The LGBTQ population is also at particularly high risk, Gionfriddo explained. “People who identify with this population are significantly more affected by mental health problems,” he said. “They have some of the greatest needs, but the least understood, recognized and served needs.”
Is technology the solution to the crisis?
Mental health care was reduced before the pandemic. Now, rising demand has exacerbated the shortage. But in the struggle to adapt the provision of mental health care to Covid-19, telehealth can be a silver lining.
“It is helpful in the sense that it provides greater access to areas that usually did not have access at all or limited access,” Gionfriddo said. “I advanced about 10 years in telehealth in one year.”
The pandemic also forced some changes in insurance. “Until the pandemic, the Medicare program would not cover a telephone conversation,” he explained. “Phone calls are refundable now.”
New technologies, such as text therapy or chat, are also promising, Gionfriddo said. Different groups need different types of care, and new technologies facilitate the spread of services in a relatively diffuse population.
“This gives us the ability to micro-target information and resources and actually build sufficient demand within smaller communities,” he said. “It won’t have to be done only locally.”
Telehealth will not solve every problem
But while telehealth can bring care to areas with few providers, it will not address America’s lack of mental health care.
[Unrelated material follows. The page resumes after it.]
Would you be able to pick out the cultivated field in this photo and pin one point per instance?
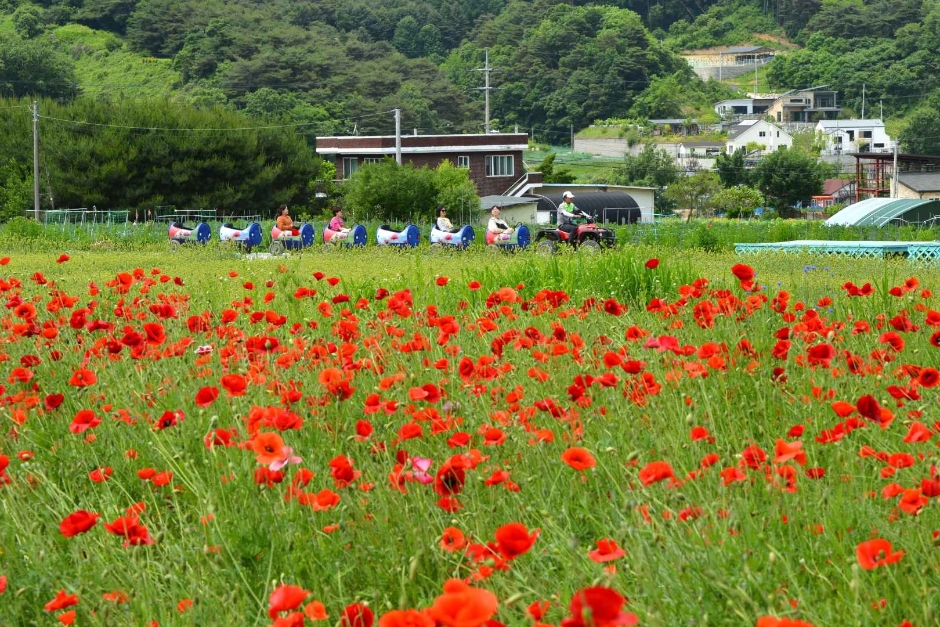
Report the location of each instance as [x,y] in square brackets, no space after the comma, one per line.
[650,436]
“It does not expand the number of suppliers,” Gionfriddo said. “He only distributes them a little differently.” Stressing the importance of long-term, sustainable solutions, he noted that the emotional suffering of the pandemic could last far beyond the vaccine.
“The impact on mental health that is being felt today will be for many years to come,” Gionfriddo said. And, he explained, some of the worst consequences of untreated suffering – including suicide – can take a long time to occur.
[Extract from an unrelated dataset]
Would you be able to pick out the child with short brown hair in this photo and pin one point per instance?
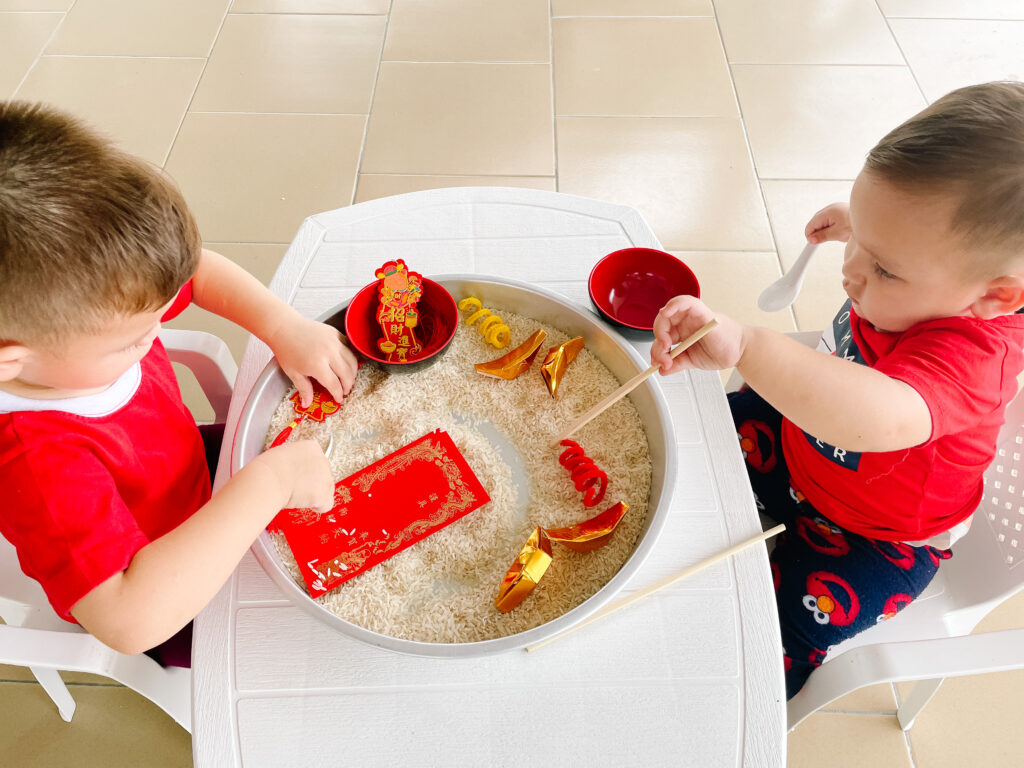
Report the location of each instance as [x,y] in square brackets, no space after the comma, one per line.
[105,487]
[873,455]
“No one will know if the suicide rate has risen as a result of the pandemic for at least a few years,” he said. But focusing on suicide rates in 2020 would be the whole wrong question, he added, because suicide is often a late-stage event that can occur after years of suffering.
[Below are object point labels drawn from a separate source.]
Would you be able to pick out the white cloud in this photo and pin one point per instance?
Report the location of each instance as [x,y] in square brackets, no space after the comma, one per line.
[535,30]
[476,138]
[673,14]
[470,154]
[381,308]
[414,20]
“In fact, you have to look at suicide rates over the next 15 years to get an idea of how deeply the pandemic has affected the nation’s mental health,” Gionfriddo said.
Finding – and asking for – the help you need
If you are looking for mental health care, experts say it is important to start immediately. Despite the shortage, help is there. If you have health insurance, a good place to start is to call the insurer’s information line to request contact information from network providers.
After weeks of phone calls and delays, Syracuse found a psychiatrist who could write a new prescription for antidepressants. It made a difference. “Since I changed my medicine, I’ve felt 100 times better,” he said. “Everything is not as big of a fight as it was, which is very easy.”
One problem, Syracuse said, is that symptoms of depression and other mental illnesses can make it difficult to stay motivated while seeking care. It’s easy to give up when things feel so difficult.
If you struggle with this, Syracuse recommended that you ask a loved one to provide logistical support. When he told his wife about the lack of care, she volunteered to appeal on his behalf.
“It was very helpful,” he said. “It kind of took my toll.”